A man has been declared HIV-free in a case that “upends our understanding of what’s required” for a cure, said The New Scientist.
He was the seventh patient found to be clear of the virus after receiving a stem cell transplant – and, significantly, the second of the seven to receive stem cells that were not actually HIV-resistant. If HIV-resistant cells aren’t necessary to destroy the virus, scientists have greater options in their search for an effective but less risky cure.
Yet even as medics make such leaps forward in HIV/Aids treatment, access to both preventive care and medicine for infected patients “remains far from universal”, said The Guardian.
How close is a cure? The signs are increasingly positive. In addition to the stem-cell study, a separate study published in Nature “shows a glimmer of hope” for controlling HIV without the current daily regimen of pills, said The Washington Post. A small group of patients were given “experimental immunotherapies” and then taken off their pills; the majority were able to keep the virus “at a low level for months” afterwards.
The standard daily antiretroviral therapy has had a “transformative” effect on managing HIV since its nadir of the 1980s. It works by preventing the virus from multiplying in the body. For many people with HIV, their “viral load” becomes so low as to be undetectable, hugely lowering the risk of them transmitting the virus to somebody else. But although antiretrovirals can keep the disease in check, it is not a cure.

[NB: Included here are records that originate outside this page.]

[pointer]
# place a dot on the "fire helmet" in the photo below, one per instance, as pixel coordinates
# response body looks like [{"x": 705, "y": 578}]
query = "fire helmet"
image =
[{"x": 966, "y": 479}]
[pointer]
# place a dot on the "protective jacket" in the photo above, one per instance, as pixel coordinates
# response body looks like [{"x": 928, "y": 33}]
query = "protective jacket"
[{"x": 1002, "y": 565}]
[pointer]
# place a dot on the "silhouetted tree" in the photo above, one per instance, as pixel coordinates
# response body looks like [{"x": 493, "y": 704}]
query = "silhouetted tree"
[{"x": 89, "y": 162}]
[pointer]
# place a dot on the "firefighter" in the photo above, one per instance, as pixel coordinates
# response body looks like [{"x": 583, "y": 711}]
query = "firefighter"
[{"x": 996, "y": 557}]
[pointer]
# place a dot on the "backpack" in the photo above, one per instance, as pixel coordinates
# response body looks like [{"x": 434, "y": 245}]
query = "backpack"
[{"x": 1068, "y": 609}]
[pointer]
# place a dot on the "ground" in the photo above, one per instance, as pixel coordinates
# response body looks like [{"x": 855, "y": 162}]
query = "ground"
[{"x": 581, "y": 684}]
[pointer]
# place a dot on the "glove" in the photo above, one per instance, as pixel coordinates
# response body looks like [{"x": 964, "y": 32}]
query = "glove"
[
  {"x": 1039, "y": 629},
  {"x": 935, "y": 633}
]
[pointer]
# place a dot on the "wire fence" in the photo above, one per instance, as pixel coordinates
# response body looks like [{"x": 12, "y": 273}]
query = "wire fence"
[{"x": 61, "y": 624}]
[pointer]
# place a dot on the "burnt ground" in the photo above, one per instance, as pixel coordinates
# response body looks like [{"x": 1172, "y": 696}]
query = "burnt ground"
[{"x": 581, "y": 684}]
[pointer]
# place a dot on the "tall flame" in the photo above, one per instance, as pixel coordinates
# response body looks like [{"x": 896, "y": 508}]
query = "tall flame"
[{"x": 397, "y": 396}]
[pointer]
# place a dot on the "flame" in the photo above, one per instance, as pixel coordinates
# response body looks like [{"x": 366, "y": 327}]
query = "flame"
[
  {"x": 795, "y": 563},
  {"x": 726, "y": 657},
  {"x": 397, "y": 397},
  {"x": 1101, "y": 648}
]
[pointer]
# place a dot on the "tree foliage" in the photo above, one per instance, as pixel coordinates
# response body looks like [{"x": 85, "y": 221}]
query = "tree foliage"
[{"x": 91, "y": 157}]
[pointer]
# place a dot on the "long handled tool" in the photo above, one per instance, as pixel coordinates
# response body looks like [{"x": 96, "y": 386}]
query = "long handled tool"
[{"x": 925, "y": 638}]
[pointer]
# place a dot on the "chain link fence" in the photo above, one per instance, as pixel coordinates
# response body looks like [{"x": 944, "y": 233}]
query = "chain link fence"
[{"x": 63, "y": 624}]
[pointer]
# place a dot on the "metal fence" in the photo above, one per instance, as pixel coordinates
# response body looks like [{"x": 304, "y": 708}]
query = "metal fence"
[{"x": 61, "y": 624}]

How have aid cuts impacted HIV/Aids treatment? Multiple nations are cutting foreign aid funding, on which many lower-income countries depend to deliver health services. This has had a “devastating” impact in the fight against the disease, and on the accessibility of medication, said a UNAids report published to mark World Aids Day, on 1 December.
The cuts made by the US, in particular, have “disrupted HIV/Aids care in many parts of the world”, said NPR. Since Donald Trump began his second presidential term and took an “America First approach”, his administration has slashed international aid programmes. This year was also the first that the US did not formally commemorate World Aids Day.